With the increased influence of the internet, these formerly expert knowledges have escaped formal professional control. There has been an explosion of everyday experts as the professional knowledges of psychology, economics, medicine, education and so on have been translated into the techniques, prescriptions and advice of self-help experts, diet experts, money-saving experts, and experts in informal learning, and pursued from there into the distant minutiae of our lives and minds. The expertise of these lay experts of the internet mediates and translates professional expertise at a distance, often by taking big abstract ideas, social problems, and political objectives and propelling them into the mundane and far-flung thoughts and acts of individuals.

Moreover, the internet seemingly gives us all the capacity to become experts of our own experience, or experiential experts whose insider knowledge of, for example, healthcare, education, and financial planning can, through the support of likeminded web communities, augment professional expertise.

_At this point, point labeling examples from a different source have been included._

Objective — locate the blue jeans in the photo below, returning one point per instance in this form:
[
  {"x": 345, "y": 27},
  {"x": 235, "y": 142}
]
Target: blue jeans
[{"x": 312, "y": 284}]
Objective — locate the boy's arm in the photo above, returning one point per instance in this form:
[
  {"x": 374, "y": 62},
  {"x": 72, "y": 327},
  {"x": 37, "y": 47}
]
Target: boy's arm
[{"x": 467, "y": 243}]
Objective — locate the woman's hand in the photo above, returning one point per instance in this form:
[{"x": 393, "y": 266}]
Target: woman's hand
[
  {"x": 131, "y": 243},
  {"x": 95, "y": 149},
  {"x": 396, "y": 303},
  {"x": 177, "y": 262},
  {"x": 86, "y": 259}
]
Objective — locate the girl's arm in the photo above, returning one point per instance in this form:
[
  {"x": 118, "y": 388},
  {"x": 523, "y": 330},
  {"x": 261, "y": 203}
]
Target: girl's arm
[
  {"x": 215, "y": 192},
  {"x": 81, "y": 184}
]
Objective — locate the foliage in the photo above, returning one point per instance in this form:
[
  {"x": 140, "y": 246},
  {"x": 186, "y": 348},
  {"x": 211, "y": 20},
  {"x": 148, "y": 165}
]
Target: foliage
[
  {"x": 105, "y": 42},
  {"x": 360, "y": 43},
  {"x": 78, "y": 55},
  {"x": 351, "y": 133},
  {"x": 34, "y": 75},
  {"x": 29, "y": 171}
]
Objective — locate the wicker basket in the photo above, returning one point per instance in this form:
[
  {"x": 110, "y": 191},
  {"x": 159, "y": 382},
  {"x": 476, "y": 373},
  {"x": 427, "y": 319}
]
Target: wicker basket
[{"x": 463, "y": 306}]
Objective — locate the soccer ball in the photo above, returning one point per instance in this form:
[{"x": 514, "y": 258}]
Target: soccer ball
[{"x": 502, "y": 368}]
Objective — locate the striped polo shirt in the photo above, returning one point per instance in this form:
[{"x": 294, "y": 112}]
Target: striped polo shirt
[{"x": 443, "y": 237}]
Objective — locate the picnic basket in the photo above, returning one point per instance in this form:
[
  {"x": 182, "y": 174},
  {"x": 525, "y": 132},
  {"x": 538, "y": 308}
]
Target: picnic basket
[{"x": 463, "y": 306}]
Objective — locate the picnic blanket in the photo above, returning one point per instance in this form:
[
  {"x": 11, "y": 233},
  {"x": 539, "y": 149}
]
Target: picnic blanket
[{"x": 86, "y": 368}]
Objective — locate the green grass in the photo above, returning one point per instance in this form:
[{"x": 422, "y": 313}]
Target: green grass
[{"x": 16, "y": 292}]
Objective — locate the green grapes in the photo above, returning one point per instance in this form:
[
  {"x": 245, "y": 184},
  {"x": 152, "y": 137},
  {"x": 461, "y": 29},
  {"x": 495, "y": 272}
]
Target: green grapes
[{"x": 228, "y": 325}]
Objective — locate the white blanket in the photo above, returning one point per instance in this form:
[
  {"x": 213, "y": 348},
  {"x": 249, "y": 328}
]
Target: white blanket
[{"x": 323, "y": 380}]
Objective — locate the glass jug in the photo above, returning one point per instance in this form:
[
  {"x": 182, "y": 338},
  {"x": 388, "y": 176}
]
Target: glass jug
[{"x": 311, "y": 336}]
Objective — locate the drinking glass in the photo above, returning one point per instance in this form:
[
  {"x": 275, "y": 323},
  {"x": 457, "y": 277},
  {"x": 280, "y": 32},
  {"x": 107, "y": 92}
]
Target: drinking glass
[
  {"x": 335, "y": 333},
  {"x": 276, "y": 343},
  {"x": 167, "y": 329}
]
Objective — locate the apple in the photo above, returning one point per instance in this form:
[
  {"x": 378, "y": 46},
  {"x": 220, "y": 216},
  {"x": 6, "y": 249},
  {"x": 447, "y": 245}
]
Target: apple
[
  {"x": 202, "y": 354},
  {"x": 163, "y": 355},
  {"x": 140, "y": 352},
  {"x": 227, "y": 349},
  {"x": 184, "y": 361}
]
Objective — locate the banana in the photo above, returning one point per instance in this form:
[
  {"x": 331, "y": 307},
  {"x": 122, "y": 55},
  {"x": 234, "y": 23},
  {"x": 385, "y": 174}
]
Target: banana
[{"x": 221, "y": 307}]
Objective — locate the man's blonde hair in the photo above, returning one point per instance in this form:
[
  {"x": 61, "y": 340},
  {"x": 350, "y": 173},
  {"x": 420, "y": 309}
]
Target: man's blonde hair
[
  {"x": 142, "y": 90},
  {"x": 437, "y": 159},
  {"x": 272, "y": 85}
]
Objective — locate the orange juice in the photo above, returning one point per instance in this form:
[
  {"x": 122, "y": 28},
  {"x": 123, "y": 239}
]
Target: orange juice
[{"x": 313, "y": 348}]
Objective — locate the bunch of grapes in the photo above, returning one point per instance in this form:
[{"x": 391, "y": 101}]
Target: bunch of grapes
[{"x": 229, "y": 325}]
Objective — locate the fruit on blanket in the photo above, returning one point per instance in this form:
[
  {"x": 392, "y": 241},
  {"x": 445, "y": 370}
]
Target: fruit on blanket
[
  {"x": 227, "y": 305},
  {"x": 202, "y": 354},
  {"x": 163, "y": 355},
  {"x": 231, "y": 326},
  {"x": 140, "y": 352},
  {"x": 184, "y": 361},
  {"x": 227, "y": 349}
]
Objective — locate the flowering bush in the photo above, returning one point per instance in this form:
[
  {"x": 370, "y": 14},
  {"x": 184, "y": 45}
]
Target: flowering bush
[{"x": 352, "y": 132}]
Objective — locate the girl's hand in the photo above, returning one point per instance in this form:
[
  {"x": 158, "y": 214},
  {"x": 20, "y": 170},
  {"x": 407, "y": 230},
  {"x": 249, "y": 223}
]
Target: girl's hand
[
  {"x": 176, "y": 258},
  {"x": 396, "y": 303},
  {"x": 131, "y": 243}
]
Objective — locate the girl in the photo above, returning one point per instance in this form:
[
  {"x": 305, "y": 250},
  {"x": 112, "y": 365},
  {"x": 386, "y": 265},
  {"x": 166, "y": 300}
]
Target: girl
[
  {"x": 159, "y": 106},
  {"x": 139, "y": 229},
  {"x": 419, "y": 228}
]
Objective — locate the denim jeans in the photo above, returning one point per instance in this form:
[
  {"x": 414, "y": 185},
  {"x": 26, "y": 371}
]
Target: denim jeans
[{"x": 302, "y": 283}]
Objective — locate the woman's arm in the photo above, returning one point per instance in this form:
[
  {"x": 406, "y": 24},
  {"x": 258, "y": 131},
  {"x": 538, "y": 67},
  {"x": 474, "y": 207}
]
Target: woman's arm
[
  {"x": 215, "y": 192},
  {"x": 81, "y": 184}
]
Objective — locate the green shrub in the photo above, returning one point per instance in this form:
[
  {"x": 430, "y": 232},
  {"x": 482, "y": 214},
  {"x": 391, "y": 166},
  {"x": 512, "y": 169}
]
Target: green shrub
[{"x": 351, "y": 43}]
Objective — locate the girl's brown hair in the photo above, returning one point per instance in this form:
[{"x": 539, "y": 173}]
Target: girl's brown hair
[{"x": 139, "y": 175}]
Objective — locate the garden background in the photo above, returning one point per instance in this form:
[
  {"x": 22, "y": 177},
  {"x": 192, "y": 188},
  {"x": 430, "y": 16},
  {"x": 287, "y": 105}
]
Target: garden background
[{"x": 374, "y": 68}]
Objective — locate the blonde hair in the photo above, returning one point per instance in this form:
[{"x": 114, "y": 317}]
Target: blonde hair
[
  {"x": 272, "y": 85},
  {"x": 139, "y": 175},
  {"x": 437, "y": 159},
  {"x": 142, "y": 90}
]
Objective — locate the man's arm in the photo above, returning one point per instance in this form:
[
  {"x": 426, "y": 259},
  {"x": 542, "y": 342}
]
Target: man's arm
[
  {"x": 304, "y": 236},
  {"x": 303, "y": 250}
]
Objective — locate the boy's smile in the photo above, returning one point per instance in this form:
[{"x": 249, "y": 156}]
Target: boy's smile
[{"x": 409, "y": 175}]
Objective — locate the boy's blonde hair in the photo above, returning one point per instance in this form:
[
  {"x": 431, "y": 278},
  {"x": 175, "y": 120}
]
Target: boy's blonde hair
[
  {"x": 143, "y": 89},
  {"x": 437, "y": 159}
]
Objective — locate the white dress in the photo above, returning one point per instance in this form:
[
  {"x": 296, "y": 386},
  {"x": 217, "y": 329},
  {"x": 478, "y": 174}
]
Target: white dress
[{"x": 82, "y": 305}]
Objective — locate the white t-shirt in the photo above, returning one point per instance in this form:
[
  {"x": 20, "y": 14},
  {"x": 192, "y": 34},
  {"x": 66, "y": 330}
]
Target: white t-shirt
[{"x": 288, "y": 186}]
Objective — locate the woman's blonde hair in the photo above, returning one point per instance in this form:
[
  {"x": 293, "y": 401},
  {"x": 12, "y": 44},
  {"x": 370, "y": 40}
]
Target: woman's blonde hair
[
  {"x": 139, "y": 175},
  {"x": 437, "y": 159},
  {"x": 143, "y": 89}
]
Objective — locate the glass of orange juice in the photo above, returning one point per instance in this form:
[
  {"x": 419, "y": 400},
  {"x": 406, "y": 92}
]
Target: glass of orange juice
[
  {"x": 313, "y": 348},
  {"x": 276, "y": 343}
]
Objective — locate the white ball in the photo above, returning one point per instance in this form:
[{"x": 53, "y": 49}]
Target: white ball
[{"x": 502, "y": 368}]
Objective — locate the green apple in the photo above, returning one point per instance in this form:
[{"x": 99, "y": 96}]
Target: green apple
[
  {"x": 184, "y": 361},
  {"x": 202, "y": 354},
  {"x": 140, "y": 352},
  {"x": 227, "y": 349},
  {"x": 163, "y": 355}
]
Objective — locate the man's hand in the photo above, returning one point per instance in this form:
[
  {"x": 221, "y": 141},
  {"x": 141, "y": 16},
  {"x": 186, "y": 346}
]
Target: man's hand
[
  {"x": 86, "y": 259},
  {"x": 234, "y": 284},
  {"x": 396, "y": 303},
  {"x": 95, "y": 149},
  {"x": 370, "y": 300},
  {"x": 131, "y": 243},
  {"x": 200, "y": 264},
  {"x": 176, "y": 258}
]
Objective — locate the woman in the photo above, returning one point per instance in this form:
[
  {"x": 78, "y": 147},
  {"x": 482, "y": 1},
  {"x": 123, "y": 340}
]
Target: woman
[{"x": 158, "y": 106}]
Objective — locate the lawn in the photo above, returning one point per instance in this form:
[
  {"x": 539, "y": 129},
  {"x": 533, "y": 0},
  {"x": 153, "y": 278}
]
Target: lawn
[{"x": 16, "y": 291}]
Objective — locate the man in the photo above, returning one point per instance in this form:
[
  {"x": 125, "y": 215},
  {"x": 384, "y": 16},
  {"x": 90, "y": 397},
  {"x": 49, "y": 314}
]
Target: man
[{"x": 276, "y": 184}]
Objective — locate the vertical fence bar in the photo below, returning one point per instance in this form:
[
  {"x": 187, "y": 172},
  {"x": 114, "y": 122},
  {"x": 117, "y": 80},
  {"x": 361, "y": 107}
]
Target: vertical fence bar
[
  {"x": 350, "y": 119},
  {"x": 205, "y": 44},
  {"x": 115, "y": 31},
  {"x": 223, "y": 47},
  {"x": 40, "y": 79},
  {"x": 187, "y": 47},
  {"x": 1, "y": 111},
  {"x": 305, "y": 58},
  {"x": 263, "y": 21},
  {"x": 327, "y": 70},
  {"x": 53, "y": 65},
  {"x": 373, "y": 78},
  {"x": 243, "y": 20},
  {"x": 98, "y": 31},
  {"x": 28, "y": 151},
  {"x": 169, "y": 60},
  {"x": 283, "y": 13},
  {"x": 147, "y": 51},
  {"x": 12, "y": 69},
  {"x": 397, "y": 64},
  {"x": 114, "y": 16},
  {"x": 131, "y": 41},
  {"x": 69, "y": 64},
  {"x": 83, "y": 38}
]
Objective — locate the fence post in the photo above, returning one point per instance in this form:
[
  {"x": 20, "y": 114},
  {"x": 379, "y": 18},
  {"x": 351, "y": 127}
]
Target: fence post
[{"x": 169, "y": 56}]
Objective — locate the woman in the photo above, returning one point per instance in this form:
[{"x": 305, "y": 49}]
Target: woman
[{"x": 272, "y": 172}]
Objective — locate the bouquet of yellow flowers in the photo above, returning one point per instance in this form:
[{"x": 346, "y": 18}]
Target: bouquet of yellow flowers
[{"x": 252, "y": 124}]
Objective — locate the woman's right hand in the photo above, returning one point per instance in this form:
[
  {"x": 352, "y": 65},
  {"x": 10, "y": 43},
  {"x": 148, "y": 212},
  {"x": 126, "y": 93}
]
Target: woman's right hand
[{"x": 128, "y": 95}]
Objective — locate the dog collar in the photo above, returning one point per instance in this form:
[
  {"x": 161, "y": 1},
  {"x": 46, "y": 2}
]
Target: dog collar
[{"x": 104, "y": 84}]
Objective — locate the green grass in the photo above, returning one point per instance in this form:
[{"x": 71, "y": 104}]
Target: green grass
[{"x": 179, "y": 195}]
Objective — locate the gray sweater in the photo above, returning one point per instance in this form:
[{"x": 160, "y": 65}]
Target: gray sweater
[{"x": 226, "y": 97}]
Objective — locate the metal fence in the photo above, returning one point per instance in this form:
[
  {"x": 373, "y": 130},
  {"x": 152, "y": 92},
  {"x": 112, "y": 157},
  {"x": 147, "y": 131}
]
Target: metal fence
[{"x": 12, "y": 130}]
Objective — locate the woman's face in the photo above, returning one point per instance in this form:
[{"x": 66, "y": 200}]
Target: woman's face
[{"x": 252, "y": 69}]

In healthcare, patient and public involvement in health research is the subject of serious debate about the professionalization of experiential expertise.

The professionalization of healthcare experience appears to give credibility to claims about self-learning and other forms of self-directed and user-generated pedagogies, whether in videogames communities or other proto-professional settings. It is important to remember, however, that in being incited to become little experiential experts of our own selves, we are being addressed, shaped and molded as particular kinds of individuals with particular norms of conduct, interaction, individual thought and social action. And just as the notion of the mediator needs to be interrupted and queried, we would be wise to pause and wonder what kinds of individuals we are becoming if we are all being incited to become experts of ourselves, to ask what might be lost, and who might be left out in such models. To what extent is some experience more legitimate as a site of expertise than others?

Future Experts

Looking at the changing understanding of expertise and experts from the perspective of experiential expertise makes a useful contrast with grand theories about nonlinear knowledge production and the rise of mediators as a new class of cool, creative intellectual worker. It alerts us to the importance of recognizing that expert knowledge is produced, practiced and circulated in a whole variety of minor settings, by little experts, and taken up by experiential experts in the details and dramas of everyday life. Yet these little experts are no less important for that. They translate major social problems into our own problems; they take big abstract ideas and mediate them into our own lives, minds, thoughts and actions.

The important point to make here is that the field of digital media and learning is a space in which the idea of the expert as a mediator has taken hold. The mediator is the ideal figure for a digital environment traversed by nonlinear knowledge production practices. At the same time, the idea of the experiential expert, the little expert of one's own self, has also become far more credible with the rapid diffusion of the worldwide web into every nook and cranny of everyday life.

In summary, mediators and experiential experts are two complementary models of expertise with which young people are now increasingly being incited to identify in the digital media environment. Yet what are the future implications of addressing young people as potential mediators and experiential experts? What expert knowledges and ways of approaching and apprehending the world are channelled into their daily lives by identifying with them in the supposed absence of authoritative knowledge in these digital times? What kind of future experts are young people to become?